Sie greift nach meiner Hand. Ihre Finger sind eiskalt und ihr Puls macht mir Sorgen. Ich umschließe ihre Hand mit meiner. “Es wird alles gut”, sage ich. Wische ihr den Schweiß von der Stirn.
“Я не могу чувствовать мои ноги. Будете вы доктором?“
Ich lächele sie an. Lächeln ist ein universales Signal; jedes Baby weiß, wenn jemand lächelt, ist er ein Freund, jemand, der den hilflosen Neuankömmling beschützt gegen die Welt. “Es wird alles gut”, sage ich. Sie erwidert mein Lächeln. “Доктор, вы поможете мне?”
Ich nicke. Was auch immer. Streichele ihre Hand.
Die Spritze wirkt hoffentlich schnell.
Bevor die Frau von dem Mittel überwunden wird, sagt sie einen Namen.
"Oно было Holzinger", haucht sie, die Pupillen verkrampfen sich, sie fällt. "Сенатор Holzinger."
Ich habe nicht hingehört. Ich bin ein diskreter, professioneller Arzt. Ich habe nicht verstanden, wie eine blutende Nutte auf meinem OP - Tisch "Senator Holzinger" gehaucht hat.
Eisenklauen klammern sich um meine Flügel.
Ich kenne keinen Senator Holzinger. Ich weiß nichts, ich weiß auf gar keinen Fall, wer das ist. Ich weiß nicht, dass Senator Holzinger einer jungen Frau, einer Prostituierten, die er von Kahn gemietet hat, unmenschliches angetan hat. Ich weiß es nicht, weil ich es nicht wissen darf.
Ich will wissen, wie es ist, fort zu fliegen, in einem Storchenschwarm, in einem Westwind. Ich denke an Bruce Willis. An Lot.
Ich weiß , dass ich viel zu viel über Vergangenes nachdenke. Eine wichtige Regel beim Fliegen ist: sich niemals umblicken. Vielleicht war es falsch, was ich eben getan habe.
Vielleicht nicht.
"Entschuldigen sie..."
Als die Frau schon lange verschwunden ist, im Tiefschlaf abgeholt von Marcus und Gustavé, weiß ich immer noch nicht, dass Senator Holzinger ist, was er ist. Weiß es. Weiß es nicht.
Kahn ist mit meiner Arbeit zufrieden. Ich sage, “eine Woche liegen, drei Wochen Ruhe, danach vorsichtig sein. Zweimal täglich zwei davon. Einmal das hier. Diese Salbe auf das blaue Auge auftragen.” Kahn fragt mich nach meiner Kontonummer. Ich nenn sie ihm, dann fahre ich fort. Reha - Gymnastik. Folgende Sportarten möglichst meiden. Und so weiter. Kahn nickt ernsthaft bei jedem Punkt. Sagt, um die Fäden müsste ich mir keine Sorgen machen, sein eigener Arzt sei bald wieder im Lande. Sagt, meine Professionalität und Kompetenz sei beeindruckend.
Ich weiß, ich sollte das Geld spenden. An Frauenhäuser, an osteuropäische NGOs. Das ganze Geld, vielleicht sogar noch etwas mehr.

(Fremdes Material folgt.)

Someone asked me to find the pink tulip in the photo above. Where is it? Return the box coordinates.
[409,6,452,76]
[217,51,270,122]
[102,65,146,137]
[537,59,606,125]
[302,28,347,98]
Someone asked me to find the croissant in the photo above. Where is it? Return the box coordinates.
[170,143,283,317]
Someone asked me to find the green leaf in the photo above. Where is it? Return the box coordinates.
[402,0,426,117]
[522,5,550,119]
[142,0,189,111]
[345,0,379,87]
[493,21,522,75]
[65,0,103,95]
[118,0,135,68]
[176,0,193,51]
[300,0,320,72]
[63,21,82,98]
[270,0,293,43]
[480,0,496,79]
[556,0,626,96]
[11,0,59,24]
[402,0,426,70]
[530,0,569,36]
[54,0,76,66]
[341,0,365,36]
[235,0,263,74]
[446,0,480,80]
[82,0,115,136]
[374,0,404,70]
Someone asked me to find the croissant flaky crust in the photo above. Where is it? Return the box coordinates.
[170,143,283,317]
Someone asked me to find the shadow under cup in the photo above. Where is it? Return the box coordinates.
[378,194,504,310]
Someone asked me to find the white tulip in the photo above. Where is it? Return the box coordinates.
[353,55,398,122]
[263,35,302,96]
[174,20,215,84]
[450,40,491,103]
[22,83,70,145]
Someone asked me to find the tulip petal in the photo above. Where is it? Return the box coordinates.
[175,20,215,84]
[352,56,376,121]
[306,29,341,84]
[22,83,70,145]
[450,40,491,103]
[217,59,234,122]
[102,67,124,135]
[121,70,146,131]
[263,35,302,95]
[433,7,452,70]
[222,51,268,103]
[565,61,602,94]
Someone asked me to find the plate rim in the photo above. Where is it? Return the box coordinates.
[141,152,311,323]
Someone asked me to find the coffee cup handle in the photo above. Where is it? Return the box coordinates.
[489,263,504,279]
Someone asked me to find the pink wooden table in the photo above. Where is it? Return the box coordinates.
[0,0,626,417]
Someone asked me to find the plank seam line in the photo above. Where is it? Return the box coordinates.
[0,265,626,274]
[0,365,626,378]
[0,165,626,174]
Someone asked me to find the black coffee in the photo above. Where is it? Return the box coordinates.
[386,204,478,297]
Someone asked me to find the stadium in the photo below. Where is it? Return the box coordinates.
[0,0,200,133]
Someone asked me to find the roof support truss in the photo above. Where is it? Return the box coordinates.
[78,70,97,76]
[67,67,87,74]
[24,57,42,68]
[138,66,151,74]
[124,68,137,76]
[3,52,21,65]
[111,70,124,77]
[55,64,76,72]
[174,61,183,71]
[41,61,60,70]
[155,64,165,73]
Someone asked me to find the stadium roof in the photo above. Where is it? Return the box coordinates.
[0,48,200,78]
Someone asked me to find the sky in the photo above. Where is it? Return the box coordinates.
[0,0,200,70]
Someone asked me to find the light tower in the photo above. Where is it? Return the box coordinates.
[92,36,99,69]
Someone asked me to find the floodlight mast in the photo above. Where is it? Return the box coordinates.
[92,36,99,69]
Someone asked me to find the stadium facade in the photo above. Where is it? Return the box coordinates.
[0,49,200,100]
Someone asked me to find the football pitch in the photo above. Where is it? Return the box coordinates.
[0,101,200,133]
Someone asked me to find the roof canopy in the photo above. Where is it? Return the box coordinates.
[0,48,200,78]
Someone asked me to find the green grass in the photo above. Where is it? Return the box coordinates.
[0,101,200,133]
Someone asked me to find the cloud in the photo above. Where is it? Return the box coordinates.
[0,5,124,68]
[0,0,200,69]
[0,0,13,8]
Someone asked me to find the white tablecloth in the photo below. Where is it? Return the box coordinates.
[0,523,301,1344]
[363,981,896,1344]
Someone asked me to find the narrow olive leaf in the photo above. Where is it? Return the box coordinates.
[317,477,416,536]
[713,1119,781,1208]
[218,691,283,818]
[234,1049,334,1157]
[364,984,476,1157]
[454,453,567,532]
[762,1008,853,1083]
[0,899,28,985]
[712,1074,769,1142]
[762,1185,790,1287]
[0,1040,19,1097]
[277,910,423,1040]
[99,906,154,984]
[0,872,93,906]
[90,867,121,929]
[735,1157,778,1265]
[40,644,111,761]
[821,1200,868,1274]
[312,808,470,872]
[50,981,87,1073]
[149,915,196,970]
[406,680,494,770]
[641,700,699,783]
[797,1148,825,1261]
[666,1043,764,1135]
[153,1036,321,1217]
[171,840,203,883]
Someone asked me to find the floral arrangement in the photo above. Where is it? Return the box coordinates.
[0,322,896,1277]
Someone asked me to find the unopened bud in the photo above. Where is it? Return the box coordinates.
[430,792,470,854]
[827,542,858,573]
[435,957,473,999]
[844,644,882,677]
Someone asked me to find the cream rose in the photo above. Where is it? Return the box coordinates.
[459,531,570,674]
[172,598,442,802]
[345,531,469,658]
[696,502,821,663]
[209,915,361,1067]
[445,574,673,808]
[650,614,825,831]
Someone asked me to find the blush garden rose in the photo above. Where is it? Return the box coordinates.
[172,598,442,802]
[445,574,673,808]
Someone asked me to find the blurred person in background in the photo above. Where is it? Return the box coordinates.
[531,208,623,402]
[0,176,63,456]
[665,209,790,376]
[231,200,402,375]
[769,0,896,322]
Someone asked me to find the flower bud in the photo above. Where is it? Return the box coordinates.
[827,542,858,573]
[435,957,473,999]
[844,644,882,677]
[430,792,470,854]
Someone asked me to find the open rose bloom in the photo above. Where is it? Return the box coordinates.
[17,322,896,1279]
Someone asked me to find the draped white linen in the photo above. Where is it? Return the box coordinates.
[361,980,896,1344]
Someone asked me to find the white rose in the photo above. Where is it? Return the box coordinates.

"Entschuldigen sie, Frau Holzinger", sage ich. "Es tut mir leid, ihnen mitteilen zu müssen, dass all unsere Anstrengungen, den Herrn Senator zu retten, vergebens waren."
Sie blickt mich nicht an.
"Es ist vielleicht besser so", sage ich. "Es tut mir leid, wir haben unser Bestes gegeben."
Ich habe damals das Geld wirklich gespendet.
"Ihr Mann hat am Ende kaum gelitten."
Ich hoffe, sie merkt nicht, dass ich lüge.
Freiheit ist nicht loslassen. Freiheit ist, einen Schubser zu bekommen und zu fallen. Das ist die einzige Möglichkeit, um zu fliegen.
Und wirklich fliegen kann man nur, wenn man nicht mehr nach hinten blicken muss.